Historical Role of Los Alamos

In the 1970s, Walter Goad established the Los Alamos Sequence Database, a pioneering effort at LANL that in 1982 evolved into the GenBank project. LANL continued to expand and build the database in collaboration with the firm Bolt, Beranek, and Newman under funding provided by NIGMS and other federal agencies. In 1987 LANL continued to be the site of database design and maintenance, working with IntelliGenetics.

In 1992, NIH transferred its management control for the GenBank project from NIGMS to NCBI at the National Library of Medicine.

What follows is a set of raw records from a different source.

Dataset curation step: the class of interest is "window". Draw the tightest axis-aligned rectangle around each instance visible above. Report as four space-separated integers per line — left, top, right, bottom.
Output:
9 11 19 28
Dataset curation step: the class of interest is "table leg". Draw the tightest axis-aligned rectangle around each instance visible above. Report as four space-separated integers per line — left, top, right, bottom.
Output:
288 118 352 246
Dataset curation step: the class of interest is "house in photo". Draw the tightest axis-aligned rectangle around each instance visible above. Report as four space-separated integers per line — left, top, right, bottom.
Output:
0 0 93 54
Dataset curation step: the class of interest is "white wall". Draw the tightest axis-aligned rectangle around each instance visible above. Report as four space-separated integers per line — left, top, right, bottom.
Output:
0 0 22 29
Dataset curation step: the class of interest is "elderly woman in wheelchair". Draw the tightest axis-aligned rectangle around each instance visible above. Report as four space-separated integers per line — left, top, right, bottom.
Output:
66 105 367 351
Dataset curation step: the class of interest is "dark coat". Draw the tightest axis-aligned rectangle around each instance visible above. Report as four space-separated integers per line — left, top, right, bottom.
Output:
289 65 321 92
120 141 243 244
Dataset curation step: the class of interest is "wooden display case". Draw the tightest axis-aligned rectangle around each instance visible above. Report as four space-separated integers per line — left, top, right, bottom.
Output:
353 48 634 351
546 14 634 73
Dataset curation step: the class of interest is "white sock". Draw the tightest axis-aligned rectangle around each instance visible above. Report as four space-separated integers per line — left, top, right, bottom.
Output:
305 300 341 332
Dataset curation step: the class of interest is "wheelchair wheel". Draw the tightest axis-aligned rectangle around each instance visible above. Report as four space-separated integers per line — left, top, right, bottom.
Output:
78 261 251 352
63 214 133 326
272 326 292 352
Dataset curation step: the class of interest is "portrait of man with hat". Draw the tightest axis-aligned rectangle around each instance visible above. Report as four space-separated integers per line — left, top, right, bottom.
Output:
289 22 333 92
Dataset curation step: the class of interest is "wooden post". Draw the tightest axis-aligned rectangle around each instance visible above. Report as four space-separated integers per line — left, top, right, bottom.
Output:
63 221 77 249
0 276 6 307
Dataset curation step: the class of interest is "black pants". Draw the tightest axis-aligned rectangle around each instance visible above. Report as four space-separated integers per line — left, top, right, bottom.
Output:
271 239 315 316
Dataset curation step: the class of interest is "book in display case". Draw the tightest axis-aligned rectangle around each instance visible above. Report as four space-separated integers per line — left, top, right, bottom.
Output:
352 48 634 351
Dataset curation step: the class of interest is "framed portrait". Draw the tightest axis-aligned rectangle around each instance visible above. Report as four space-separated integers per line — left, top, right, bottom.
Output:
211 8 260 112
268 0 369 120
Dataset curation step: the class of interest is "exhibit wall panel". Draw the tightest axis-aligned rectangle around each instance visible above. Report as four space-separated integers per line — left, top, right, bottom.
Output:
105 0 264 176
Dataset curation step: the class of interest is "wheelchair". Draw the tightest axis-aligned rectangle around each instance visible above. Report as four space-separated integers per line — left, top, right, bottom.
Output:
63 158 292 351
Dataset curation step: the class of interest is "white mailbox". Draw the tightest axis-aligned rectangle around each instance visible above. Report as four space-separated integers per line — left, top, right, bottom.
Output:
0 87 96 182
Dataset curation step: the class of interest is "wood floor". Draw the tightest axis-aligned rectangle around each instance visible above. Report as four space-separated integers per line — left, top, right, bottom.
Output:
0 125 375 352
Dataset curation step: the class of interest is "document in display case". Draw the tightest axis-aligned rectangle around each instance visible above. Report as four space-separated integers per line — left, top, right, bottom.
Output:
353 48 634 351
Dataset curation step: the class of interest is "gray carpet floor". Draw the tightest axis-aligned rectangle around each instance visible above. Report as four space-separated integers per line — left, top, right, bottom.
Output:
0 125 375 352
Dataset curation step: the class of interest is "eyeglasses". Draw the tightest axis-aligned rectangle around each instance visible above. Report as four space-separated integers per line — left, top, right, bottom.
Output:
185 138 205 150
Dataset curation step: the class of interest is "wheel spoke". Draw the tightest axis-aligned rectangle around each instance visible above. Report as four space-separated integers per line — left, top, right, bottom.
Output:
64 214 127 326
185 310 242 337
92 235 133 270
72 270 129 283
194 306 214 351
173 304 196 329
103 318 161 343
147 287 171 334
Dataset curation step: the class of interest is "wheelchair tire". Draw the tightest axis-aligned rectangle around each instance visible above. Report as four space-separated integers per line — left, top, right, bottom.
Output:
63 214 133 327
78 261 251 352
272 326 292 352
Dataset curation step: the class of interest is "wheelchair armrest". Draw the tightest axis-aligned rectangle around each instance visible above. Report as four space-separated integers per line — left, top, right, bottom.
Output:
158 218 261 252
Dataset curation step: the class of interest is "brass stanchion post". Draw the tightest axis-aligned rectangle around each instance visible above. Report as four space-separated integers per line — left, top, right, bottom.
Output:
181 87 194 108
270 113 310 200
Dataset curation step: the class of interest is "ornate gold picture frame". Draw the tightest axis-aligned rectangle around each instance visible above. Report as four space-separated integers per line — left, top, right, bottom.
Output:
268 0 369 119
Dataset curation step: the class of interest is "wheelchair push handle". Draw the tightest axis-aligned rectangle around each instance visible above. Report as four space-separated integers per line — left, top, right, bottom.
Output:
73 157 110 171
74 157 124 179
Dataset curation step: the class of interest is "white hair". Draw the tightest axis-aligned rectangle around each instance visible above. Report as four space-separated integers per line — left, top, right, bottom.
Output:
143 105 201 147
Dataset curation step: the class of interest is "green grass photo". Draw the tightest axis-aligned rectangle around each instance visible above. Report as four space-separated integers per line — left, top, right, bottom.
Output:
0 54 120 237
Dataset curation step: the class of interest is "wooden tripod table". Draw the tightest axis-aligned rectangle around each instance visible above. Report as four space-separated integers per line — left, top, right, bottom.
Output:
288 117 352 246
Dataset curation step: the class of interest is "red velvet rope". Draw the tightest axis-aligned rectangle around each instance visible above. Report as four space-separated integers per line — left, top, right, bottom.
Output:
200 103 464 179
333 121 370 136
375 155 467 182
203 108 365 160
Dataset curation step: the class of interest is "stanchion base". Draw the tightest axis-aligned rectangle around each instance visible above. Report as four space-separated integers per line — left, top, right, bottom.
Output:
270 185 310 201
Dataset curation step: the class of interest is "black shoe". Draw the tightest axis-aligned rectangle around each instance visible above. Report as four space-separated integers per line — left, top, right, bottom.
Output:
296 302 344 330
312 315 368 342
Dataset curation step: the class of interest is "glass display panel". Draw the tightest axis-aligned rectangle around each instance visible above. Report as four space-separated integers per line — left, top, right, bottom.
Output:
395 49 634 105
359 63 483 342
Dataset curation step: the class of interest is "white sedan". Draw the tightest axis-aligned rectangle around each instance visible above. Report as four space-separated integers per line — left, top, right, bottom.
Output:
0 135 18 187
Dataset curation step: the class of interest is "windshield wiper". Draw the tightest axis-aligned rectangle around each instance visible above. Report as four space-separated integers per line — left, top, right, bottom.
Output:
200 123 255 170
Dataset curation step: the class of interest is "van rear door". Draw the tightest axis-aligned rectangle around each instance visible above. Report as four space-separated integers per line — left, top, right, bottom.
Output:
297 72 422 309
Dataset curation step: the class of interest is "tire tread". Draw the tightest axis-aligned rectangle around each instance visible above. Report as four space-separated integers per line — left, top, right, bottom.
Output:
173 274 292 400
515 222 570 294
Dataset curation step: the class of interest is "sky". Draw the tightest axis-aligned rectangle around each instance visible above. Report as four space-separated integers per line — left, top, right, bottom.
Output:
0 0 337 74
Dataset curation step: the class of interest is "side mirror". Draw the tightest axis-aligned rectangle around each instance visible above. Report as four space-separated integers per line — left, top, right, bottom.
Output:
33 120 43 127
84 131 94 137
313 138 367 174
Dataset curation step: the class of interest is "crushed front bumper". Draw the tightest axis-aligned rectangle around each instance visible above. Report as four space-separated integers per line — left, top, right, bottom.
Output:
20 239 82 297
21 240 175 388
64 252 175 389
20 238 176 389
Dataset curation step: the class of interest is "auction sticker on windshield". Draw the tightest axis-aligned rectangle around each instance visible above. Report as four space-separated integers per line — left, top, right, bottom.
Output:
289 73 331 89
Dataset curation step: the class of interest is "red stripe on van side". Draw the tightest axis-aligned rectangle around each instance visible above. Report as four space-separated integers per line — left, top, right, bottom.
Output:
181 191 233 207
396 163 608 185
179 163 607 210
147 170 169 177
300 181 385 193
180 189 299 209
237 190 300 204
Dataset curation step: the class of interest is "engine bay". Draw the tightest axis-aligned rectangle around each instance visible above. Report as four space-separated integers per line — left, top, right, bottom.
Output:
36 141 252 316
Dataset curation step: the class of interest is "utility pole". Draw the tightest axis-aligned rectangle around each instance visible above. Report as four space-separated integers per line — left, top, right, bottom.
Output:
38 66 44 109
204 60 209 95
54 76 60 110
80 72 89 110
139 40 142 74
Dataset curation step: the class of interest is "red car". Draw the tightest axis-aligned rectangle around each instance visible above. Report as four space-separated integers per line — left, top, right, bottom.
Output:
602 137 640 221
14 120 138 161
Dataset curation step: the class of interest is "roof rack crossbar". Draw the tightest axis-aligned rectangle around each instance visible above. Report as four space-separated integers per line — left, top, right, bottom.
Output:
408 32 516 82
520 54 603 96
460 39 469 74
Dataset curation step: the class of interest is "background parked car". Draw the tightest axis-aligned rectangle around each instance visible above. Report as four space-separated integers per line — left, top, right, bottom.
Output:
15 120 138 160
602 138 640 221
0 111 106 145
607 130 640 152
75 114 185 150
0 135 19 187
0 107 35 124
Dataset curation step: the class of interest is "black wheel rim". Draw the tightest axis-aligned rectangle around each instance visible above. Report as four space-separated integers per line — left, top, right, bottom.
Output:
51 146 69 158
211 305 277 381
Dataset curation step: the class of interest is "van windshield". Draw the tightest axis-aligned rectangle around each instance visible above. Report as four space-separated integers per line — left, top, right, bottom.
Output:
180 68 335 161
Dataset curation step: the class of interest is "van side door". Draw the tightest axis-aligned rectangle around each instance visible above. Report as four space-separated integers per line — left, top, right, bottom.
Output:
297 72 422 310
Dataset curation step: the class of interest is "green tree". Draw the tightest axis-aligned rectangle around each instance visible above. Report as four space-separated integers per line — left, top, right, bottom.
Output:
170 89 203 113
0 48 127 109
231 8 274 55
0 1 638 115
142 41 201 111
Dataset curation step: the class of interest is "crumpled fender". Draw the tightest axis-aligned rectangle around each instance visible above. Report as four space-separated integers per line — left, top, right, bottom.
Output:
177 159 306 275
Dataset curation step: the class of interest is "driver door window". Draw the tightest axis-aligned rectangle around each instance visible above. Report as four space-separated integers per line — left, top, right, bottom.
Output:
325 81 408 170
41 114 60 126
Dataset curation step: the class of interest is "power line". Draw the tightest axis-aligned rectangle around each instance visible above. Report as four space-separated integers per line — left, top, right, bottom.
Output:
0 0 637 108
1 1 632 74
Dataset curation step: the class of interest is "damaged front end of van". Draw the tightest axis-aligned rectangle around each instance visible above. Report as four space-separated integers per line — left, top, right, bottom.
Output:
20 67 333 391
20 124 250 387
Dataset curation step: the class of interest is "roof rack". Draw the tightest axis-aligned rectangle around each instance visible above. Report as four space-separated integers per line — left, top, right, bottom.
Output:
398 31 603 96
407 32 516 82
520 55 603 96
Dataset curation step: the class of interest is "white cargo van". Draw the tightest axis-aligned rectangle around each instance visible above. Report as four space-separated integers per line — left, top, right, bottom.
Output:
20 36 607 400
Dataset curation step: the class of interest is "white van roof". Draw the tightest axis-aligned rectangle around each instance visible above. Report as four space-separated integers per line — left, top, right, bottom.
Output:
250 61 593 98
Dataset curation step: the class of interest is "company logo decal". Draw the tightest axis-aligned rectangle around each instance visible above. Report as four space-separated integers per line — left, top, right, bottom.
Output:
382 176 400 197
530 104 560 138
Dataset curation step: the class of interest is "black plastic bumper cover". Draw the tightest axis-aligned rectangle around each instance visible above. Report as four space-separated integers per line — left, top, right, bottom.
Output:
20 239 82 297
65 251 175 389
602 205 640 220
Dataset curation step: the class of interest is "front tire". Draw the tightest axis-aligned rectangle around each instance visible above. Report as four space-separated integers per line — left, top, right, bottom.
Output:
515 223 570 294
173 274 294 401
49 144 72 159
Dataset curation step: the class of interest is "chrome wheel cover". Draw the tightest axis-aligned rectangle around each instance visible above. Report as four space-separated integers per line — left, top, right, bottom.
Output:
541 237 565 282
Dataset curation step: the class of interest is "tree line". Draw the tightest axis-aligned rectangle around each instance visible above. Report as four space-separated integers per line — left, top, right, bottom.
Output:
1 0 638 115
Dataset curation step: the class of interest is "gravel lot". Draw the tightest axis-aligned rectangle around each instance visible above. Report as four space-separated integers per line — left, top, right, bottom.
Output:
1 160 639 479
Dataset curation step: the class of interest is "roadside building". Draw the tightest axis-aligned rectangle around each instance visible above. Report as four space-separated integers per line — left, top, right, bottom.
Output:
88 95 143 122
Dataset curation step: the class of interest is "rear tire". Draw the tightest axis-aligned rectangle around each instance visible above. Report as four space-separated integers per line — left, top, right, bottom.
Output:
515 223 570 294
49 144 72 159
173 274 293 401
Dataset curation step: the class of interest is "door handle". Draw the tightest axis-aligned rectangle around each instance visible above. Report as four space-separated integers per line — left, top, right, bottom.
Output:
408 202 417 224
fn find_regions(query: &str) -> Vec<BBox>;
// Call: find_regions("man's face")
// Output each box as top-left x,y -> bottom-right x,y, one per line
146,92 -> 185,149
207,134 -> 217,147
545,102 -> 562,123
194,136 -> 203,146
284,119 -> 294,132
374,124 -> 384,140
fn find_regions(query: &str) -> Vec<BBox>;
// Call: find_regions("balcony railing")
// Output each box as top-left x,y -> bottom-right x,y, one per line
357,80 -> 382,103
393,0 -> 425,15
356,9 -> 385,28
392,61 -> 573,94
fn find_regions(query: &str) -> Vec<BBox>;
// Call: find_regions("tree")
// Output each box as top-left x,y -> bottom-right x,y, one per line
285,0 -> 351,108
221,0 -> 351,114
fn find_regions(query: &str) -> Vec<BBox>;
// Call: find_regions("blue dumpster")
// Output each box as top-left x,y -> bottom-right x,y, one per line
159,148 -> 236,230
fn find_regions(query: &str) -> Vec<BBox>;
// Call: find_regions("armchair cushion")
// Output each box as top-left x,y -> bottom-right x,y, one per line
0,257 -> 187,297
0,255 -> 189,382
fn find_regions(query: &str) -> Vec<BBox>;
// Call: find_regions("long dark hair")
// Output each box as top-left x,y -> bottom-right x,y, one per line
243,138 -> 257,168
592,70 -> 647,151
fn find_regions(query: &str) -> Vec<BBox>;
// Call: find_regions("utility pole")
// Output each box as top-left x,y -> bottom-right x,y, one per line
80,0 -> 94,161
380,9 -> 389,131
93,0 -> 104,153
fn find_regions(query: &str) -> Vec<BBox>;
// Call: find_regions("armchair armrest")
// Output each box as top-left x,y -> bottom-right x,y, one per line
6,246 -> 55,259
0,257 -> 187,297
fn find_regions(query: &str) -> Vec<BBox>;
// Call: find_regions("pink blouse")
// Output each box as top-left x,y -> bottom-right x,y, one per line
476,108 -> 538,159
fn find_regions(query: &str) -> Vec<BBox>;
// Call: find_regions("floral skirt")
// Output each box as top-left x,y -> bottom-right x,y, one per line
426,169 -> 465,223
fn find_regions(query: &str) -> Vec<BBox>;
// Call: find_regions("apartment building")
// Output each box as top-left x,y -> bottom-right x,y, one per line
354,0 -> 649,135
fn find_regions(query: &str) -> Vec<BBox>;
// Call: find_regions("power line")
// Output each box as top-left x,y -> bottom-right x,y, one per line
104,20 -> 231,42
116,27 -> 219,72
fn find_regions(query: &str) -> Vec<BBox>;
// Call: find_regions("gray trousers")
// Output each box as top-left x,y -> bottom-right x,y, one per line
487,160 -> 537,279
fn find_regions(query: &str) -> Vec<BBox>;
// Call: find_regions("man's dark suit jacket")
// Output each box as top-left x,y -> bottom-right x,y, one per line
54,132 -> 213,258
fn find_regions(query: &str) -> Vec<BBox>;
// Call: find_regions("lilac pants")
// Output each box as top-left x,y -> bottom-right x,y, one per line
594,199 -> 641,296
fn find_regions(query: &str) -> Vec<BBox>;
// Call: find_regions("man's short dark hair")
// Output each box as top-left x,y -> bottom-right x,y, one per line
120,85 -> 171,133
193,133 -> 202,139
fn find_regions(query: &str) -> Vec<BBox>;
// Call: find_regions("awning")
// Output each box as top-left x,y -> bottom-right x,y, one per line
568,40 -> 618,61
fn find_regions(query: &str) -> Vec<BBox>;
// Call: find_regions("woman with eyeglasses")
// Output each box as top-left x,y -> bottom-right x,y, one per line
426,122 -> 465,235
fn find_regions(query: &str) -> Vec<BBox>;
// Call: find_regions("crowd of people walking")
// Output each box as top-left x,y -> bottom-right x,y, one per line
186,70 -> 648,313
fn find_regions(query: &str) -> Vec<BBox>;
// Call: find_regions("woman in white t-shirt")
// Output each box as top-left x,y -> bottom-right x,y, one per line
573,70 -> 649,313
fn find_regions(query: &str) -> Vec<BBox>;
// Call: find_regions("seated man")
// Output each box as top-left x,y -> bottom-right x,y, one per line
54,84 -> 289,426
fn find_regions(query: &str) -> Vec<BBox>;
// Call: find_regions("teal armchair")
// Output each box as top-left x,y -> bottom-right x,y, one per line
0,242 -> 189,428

At that time, DOE and NCBI entered into an Inter-Agency Agreement (IAA) so that LANL could provide assistance in processing direct submissions for NCBI. The IAA noted, 'For nine years, LANL has been responsible for the design and management of gene sequence data as part of the GenBank project. . . . In the most recent re-competition, all three proposals which were in the competitive range included LANL as a subcontract for the direct data submission component of the project. Thus, LANL was recognized not only for its past experience in establishing the procedures for collecting and managing biological data, but for its innovative approaches in handling data prior to or independent of the publication process.'

Now, NCBI has developed its own capacity for processing direct submissions, freeing LANL to develop new approaches, tools, and services targeted specifically for the genome community.